62,34 km (Total : 803,16 km)
279 m D+ (Total : 6 232 m)
Il a plu une bonne partie de la nuit. Au réveil, le temps semble sec mais il va falloir que j’attende un moment que la tente puisse un peu sécher.
Mon voisin de camping semble pour sa part toujours bien endormi… Hier, il a préparé son repas en coupant ses légumes directement sur un banc en bois. Je décide donc de lui laisser ma planche à découper : il en aura certainement un meilleur usage que moi, qui ne m’en suis pas encore servi.
Mon petit déjeuner était sans doute un peu trop léger : j’éprouve de la fatigue dès les premiers kilomètres. Il s’agit donc de trouver rapidement un endroit où je pourrai me préparer un vrai repas et un vrai café. Mais cet endroit tarde à venir : les parkings ont beau être très nombreux, les infrastructures de type pique-nique sont rarissimes, pour ne pas dire inexistantes.
À un moment, mon planificateur d’itinéraire Komoot me propose une route en terre un peu caillouteuse. Ce n’est pas du tout ce que je préfère mais si c’est pour quelques kilomètres, pourquoi pas ? D’autant plus que les premières centaines de mètres se font sur de la terre assez ferme. Mais bientôt les premiers cailloux arrivent, et mon équipage n’accroche pas : les roues glissent souvent sur des pierres de taille moyenne, ce qui rend la conduite inconfortable et fatigante. En vérifiant l’itinéraire de mon application, je me rends compte que cette route risque de se prolonger pendant près de 40 kilomètres ! Impensable. J’opère donc un demi-tour pour regagner la route classique. 4 kilomètres de perdus, mais sans regret.

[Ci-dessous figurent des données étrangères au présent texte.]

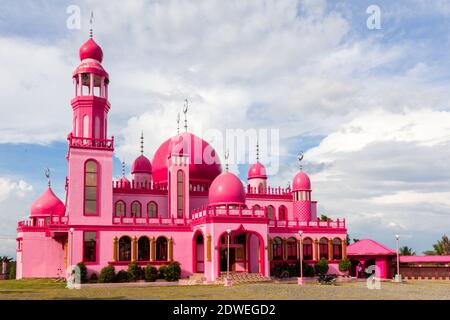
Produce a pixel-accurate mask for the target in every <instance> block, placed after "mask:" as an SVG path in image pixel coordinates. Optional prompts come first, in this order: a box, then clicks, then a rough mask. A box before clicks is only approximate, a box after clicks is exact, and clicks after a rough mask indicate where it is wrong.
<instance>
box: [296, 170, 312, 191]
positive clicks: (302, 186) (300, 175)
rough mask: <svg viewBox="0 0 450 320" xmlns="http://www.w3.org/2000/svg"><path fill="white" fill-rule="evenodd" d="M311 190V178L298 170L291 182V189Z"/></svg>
mask: <svg viewBox="0 0 450 320" xmlns="http://www.w3.org/2000/svg"><path fill="white" fill-rule="evenodd" d="M301 190H311V180H309V177H308V175H307V174H306V173H304V172H303V171H300V172H299V173H297V174H296V176H295V177H294V181H293V182H292V191H301Z"/></svg>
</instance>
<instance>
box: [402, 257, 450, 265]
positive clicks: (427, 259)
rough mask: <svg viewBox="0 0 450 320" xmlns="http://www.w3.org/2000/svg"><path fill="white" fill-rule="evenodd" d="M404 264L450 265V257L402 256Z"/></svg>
mask: <svg viewBox="0 0 450 320" xmlns="http://www.w3.org/2000/svg"><path fill="white" fill-rule="evenodd" d="M400 262H403V263H450V256H400Z"/></svg>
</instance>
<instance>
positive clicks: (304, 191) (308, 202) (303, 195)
mask: <svg viewBox="0 0 450 320" xmlns="http://www.w3.org/2000/svg"><path fill="white" fill-rule="evenodd" d="M302 159H303V156H301V157H299V160H300V161H301V160H302ZM292 197H293V200H294V217H295V218H297V219H298V220H299V221H300V222H308V221H311V181H310V179H309V177H308V175H307V174H306V173H305V172H303V169H302V167H301V166H300V172H298V173H297V174H296V175H295V177H294V181H293V182H292Z"/></svg>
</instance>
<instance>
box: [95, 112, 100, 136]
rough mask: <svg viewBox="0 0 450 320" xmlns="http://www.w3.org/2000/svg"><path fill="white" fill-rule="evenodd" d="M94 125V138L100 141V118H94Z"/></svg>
mask: <svg viewBox="0 0 450 320" xmlns="http://www.w3.org/2000/svg"><path fill="white" fill-rule="evenodd" d="M94 125H95V128H94V138H96V139H100V118H99V117H98V116H96V117H95V121H94Z"/></svg>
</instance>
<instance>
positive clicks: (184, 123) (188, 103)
mask: <svg viewBox="0 0 450 320" xmlns="http://www.w3.org/2000/svg"><path fill="white" fill-rule="evenodd" d="M188 108H189V101H188V100H187V99H184V106H183V113H184V131H186V132H187V111H188Z"/></svg>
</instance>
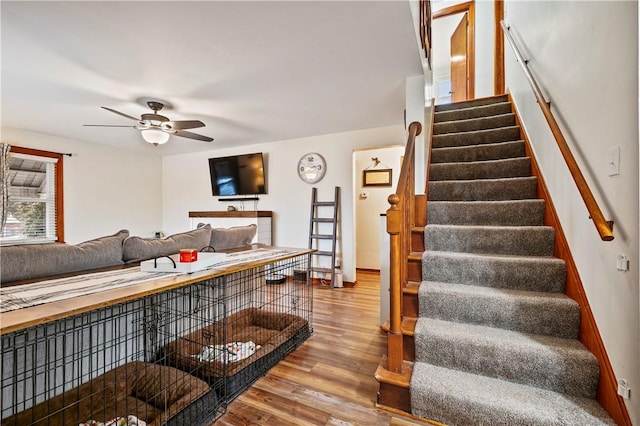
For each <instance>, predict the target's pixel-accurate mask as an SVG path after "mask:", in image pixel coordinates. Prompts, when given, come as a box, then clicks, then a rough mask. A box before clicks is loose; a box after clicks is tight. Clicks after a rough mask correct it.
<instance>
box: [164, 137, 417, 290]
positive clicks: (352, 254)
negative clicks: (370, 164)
mask: <svg viewBox="0 0 640 426" xmlns="http://www.w3.org/2000/svg"><path fill="white" fill-rule="evenodd" d="M404 139H405V135H404V129H403V128H402V126H401V125H400V126H389V127H381V128H376V129H367V130H360V131H354V132H345V133H336V134H331V135H323V136H314V137H308V138H301V139H292V140H286V141H280V142H272V143H265V144H259V145H249V146H242V147H238V148H237V149H231V148H226V149H219V150H211V151H206V152H200V153H193V154H184V155H174V156H168V157H164V158H163V160H162V163H163V170H162V192H163V195H162V212H163V230H164V231H165V232H168V233H174V232H180V231H184V230H186V229H188V227H189V217H188V214H189V211H192V210H194V211H195V210H225V209H226V208H227V205H228V203H225V202H219V201H218V200H217V197H213V196H212V195H211V186H210V182H209V181H210V179H209V166H208V162H207V159H208V158H210V157H215V156H224V155H234V154H242V153H250V152H263V153H264V154H265V158H266V161H267V164H266V169H267V187H268V194H267V195H261V196H260V201H259V202H258V205H257V207H258V210H272V211H273V214H274V220H273V228H274V229H273V230H274V234H273V235H274V238H273V244H274V245H278V246H283V247H303V248H306V247H307V244H308V234H309V214H310V211H309V208H310V204H311V188H312V187H313V186H314V185H309V184H307V183H304V182H303V181H302V180H300V178H299V177H298V174H297V171H296V166H297V164H298V160H299V159H300V158H301V157H302V155H304V154H305V153H307V152H311V151H313V152H318V153H319V154H321V155H322V156H323V157H324V158H325V160H326V162H327V174H326V175H325V177H324V178H323V179H322V180H321V181H320V182H319V183H318V184H316V185H315V186H316V187H317V188H318V196H319V199H321V200H331V199H333V191H334V187H335V186H340V187H341V195H342V196H341V200H340V201H341V224H340V227H341V235H342V243H341V244H342V247H341V249H342V250H341V252H342V254H343V259H342V262H341V264H342V268H343V273H344V280H345V281H354V280H355V243H354V241H355V226H354V218H355V213H354V206H353V200H354V195H353V170H352V168H353V151H354V150H357V149H363V148H370V147H376V146H388V145H392V144H395V143H402V141H403V140H404ZM214 144H215V142H214ZM245 208H246V209H247V210H249V209H253V202H245Z"/></svg>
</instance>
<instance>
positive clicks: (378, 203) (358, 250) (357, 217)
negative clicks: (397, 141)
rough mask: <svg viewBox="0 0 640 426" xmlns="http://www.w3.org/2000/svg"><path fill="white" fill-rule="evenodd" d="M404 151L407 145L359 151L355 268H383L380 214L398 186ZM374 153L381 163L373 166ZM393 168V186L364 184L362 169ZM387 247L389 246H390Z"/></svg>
mask: <svg viewBox="0 0 640 426" xmlns="http://www.w3.org/2000/svg"><path fill="white" fill-rule="evenodd" d="M402 155H404V146H401V145H400V146H394V147H387V148H380V149H370V150H364V151H356V152H355V153H354V161H355V173H354V174H355V186H356V190H355V193H354V203H355V210H356V268H364V269H378V270H379V269H380V233H381V232H386V228H380V214H381V213H385V212H386V211H387V209H388V208H389V202H388V201H387V198H388V197H389V195H391V194H393V193H394V192H395V190H396V187H397V186H398V178H399V177H400V168H401V163H400V157H402ZM372 157H377V158H378V159H379V160H380V164H379V165H378V166H377V167H375V168H373V164H374V163H373V162H372V161H371V158H372ZM367 168H369V169H374V170H375V169H387V168H389V169H391V170H392V181H391V186H362V171H363V170H365V169H367ZM387 251H388V248H387Z"/></svg>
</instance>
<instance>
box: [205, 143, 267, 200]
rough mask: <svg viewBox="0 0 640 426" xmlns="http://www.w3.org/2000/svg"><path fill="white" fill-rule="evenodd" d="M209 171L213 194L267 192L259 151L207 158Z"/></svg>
mask: <svg viewBox="0 0 640 426" xmlns="http://www.w3.org/2000/svg"><path fill="white" fill-rule="evenodd" d="M209 173H210V175H211V190H212V192H213V195H214V196H219V195H222V196H225V195H260V194H266V193H267V182H266V179H265V171H264V162H263V158H262V153H261V152H257V153H254V154H241V155H231V156H228V157H217V158H209Z"/></svg>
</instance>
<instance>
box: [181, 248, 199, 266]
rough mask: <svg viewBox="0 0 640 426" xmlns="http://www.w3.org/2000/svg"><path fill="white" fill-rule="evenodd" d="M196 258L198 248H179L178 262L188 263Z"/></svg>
mask: <svg viewBox="0 0 640 426" xmlns="http://www.w3.org/2000/svg"><path fill="white" fill-rule="evenodd" d="M196 260H198V250H196V249H182V250H180V262H182V263H190V262H195V261H196Z"/></svg>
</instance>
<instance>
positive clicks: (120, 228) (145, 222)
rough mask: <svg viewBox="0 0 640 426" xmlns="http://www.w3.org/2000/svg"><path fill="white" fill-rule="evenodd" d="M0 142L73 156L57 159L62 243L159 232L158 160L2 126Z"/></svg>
mask: <svg viewBox="0 0 640 426" xmlns="http://www.w3.org/2000/svg"><path fill="white" fill-rule="evenodd" d="M2 142H4V143H7V144H9V145H15V146H20V147H25V148H34V149H41V150H46V151H53V152H62V153H71V154H73V155H72V156H71V157H68V156H65V157H64V159H63V162H64V166H63V167H64V234H65V240H66V242H68V243H74V244H75V243H79V242H82V241H86V240H89V239H93V238H96V237H100V236H103V235H109V234H113V233H115V232H116V231H118V230H120V229H128V230H129V231H130V233H131V235H138V236H144V237H151V236H152V235H153V233H154V232H155V231H157V230H159V229H160V227H161V225H162V210H161V206H162V202H161V200H162V190H161V177H162V173H161V166H162V163H161V159H160V157H155V156H149V155H148V154H140V153H136V152H133V151H122V150H121V149H113V148H110V147H107V146H104V145H96V144H90V143H86V142H81V141H76V140H71V139H65V138H60V137H56V136H52V135H45V134H42V133H36V132H30V131H26V130H22V129H12V128H2Z"/></svg>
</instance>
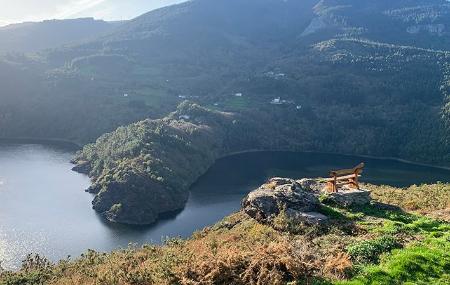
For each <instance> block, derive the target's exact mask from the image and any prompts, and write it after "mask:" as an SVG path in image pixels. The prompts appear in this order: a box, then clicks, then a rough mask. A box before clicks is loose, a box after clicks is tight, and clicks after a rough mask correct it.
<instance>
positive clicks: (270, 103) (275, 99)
mask: <svg viewBox="0 0 450 285" xmlns="http://www.w3.org/2000/svg"><path fill="white" fill-rule="evenodd" d="M270 104H275V105H280V104H282V102H281V98H280V97H278V98H275V99H273V100H272V101H270Z"/></svg>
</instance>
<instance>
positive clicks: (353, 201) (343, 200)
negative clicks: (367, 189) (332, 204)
mask: <svg viewBox="0 0 450 285" xmlns="http://www.w3.org/2000/svg"><path fill="white" fill-rule="evenodd" d="M328 200H329V201H332V202H333V203H335V204H337V205H341V206H344V207H351V206H357V205H366V204H369V203H370V201H371V198H370V191H367V190H364V189H359V190H357V189H345V190H341V191H338V192H336V193H329V194H328Z"/></svg>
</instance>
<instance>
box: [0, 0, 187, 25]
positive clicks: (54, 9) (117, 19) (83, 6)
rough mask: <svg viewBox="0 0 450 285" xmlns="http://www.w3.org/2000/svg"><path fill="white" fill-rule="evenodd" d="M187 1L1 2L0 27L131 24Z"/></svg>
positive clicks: (0, 5) (57, 0)
mask: <svg viewBox="0 0 450 285" xmlns="http://www.w3.org/2000/svg"><path fill="white" fill-rule="evenodd" d="M183 1H184V0H127V1H122V0H65V1H58V0H41V1H35V0H17V1H11V0H0V7H2V9H0V26H2V25H7V24H11V23H20V22H27V21H42V20H47V19H68V18H79V17H94V18H96V19H104V20H108V21H111V20H128V19H131V18H134V17H136V16H139V15H141V14H143V13H145V12H148V11H150V10H153V9H156V8H160V7H163V6H167V5H172V4H176V3H180V2H183Z"/></svg>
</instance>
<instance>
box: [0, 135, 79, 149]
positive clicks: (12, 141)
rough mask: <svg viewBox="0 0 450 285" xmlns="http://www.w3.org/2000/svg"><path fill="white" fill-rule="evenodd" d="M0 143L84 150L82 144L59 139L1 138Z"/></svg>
mask: <svg viewBox="0 0 450 285" xmlns="http://www.w3.org/2000/svg"><path fill="white" fill-rule="evenodd" d="M0 143H4V144H41V145H50V146H56V147H63V148H67V149H70V150H74V151H76V150H80V149H82V148H83V146H82V144H79V143H77V142H73V141H69V140H64V139H58V138H5V137H0Z"/></svg>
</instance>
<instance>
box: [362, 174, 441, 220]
mask: <svg viewBox="0 0 450 285" xmlns="http://www.w3.org/2000/svg"><path fill="white" fill-rule="evenodd" d="M366 187H367V188H368V189H369V190H371V191H372V198H373V199H375V200H376V201H379V202H381V203H385V204H391V205H396V206H399V207H401V208H402V209H403V210H405V211H409V212H416V213H419V214H422V215H427V216H429V217H432V218H437V219H441V220H444V221H447V222H450V184H443V183H437V184H431V185H420V186H418V185H412V186H410V187H408V188H403V189H402V188H395V187H390V186H374V185H366Z"/></svg>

Un panneau géant indiquant que je sors du Cercle polaire fait bientôt son apparition. Au même niveau, une sorte de complexe touristique à l’abandon me semble l’endroit idéal pour me préparer un repas chaud. Seul un renne presque blanc fréquente les lieux. Il ne faut pas 10 minutes pour qu’une famille sortant d’un camping-car décide de visiter la place à son tour, troublant quelque peu ma quiétude. D’autant plus que le père de famille décide d’engager la conversation. Je réponds à ses questions, et il me souhaite bon courage pour la suite, ce pour quoi je le remercie, avant d’enfin me préparer ce fameux café. J’ai en la matière des goûts de luxe puisque je me prépare du café Illy dans une petite cafetière à expresso Bialetti.
Après 6 jours de route, il est temps de m’accorder à nouveau un jour de repos complet pour faire la lessive, recharger les batteries (au sens propre comme au sens figuré), faire quelques courses et prendre une douche digne de ce nom.
Mon itinéraire m’amène dans une petite ville dont le nom sonne comme celui d’un personnage d’Astérix : Överkalix, où je trouve rapidement le camping municipal qui porte naturellement le nom d’Överkalix camping. Malheureusement, il n’y a plus de chalet individuel disponible, mais la dame de l’accueil me propose gentiment une belle réduction sur un chalet familial situé au bord d’un grand lac paisible, où deux ou trois pêcheurs se livrent à leur activité favorite face au soleil couchant.